A Wink is Just a Wink
Amber Cobb: A Wink is Just a Wink
Galleri Gallery at Meow Wolf Denver
1338 1st Street, Denver, CO 80204
September 8-November 30, 2022
Admission: Adults: $45, Children ages 4-13, Seniors, and Military: $40
Review by Danielle Cunningham
The grid has an unwavering influence on contemporary art, often becoming the method of organization that underpins visual media and aiding viewers in their ability to absorb visual information. Occasionally, artists have disrupted the grid’s system of intersecting vertical lines and horizontal planes, acknowledging these boundaries only to question and discard them. In Amber Cobb’s new paintings and sculptures on display at Meow Wolf Denver’s Galleri Gallery, the artist uses the grid as a tool of order and chaos, a seemingly conflicted notion that introduces in systems like linguistics and spatial dynamics and encourages viewers to explore spaces beyond boundaries.

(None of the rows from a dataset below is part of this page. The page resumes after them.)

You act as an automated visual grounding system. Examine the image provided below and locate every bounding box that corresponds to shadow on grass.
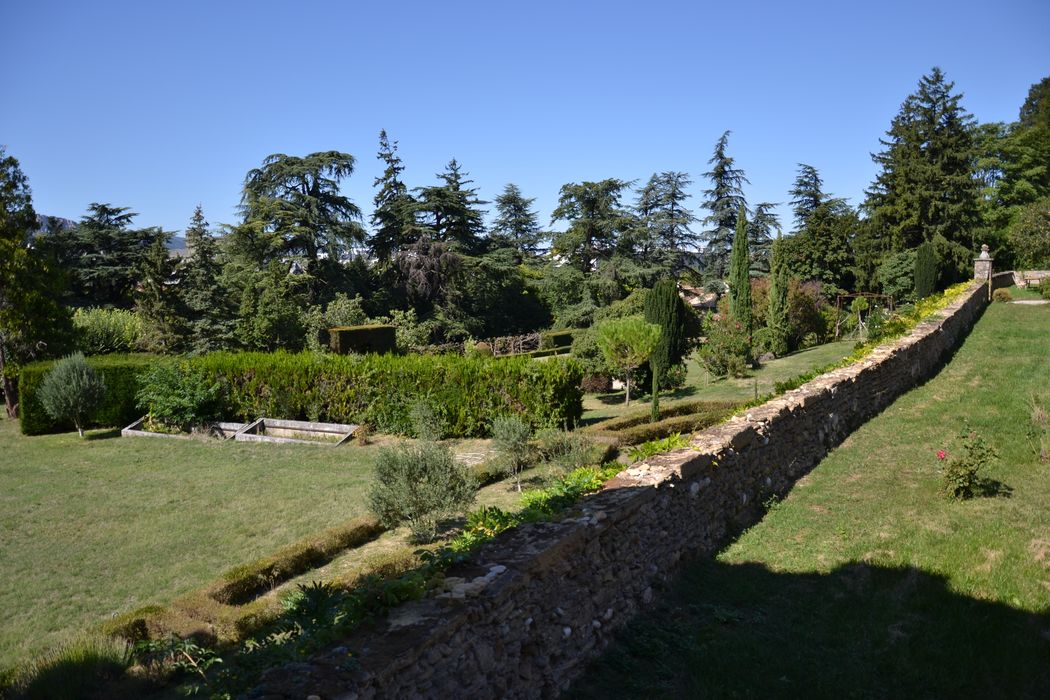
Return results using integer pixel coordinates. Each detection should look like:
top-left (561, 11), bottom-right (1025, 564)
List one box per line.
top-left (565, 559), bottom-right (1050, 699)
top-left (84, 428), bottom-right (121, 440)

The exhibition A Wink is Just a Wink is made up of six small paintings and two wall-mounted sculptures, all of which allude to the repetition of the grid with their echoing colors, shapes, and textures, creating a sense of harmony. Complicated in their composition, the works’ pastel color palette is a familiar nod to modern femininity, though their harsh and subtly imperfect angles and abrasive surface textures generate an expansive rather than specifically gendered subtext. Beyond that, these works are a combination of visual cues that make them seem simultaneously like relics from a distant history and harbingers of a future civilization—a notion Cobb establishes with her ability to straddle binaries.

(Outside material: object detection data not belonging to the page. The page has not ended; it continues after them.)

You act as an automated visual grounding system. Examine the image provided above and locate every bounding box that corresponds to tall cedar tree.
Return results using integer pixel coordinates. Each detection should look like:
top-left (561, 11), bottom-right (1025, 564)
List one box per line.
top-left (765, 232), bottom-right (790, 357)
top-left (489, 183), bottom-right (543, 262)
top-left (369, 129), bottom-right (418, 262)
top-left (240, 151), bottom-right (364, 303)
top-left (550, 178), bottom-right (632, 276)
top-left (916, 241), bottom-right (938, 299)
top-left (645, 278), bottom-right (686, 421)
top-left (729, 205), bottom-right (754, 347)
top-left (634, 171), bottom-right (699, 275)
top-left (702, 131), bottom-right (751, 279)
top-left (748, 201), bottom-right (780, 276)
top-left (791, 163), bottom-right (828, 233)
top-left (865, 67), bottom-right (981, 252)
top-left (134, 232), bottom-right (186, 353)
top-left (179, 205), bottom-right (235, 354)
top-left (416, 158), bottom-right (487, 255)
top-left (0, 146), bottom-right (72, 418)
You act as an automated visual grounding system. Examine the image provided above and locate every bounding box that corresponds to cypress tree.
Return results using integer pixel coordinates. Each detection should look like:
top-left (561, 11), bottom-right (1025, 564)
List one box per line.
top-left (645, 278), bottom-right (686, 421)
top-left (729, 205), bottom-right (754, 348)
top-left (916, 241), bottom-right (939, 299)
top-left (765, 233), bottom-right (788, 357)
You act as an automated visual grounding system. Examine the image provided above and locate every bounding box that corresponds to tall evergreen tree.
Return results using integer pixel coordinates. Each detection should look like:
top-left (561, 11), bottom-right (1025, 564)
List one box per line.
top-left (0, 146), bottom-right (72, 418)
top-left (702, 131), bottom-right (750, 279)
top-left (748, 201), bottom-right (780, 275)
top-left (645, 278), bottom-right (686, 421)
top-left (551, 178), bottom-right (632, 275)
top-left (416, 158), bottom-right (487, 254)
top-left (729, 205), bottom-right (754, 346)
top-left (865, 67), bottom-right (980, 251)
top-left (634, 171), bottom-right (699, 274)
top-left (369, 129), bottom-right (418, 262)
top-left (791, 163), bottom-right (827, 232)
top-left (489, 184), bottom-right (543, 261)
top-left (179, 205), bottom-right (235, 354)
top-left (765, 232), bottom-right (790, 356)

Cobb’s paintings feature multiple rows of small, many-limbed characters that are evenly spaced and perfectly placed on invisible lines, calling to mind the textual serif characters of a forgotten or perhaps extraterrestrial language. Using the invisible grid like a handwriting ledger to contain and define each tightly spaced character, the artist holds their rough, rectangular bodies captive amid an atmosphere of white space. The white space functions as more than background though, as its bumpy and unrestrained surface mimics the surface seen in the foregrounded characters, generating spatial tension between artwork and viewer.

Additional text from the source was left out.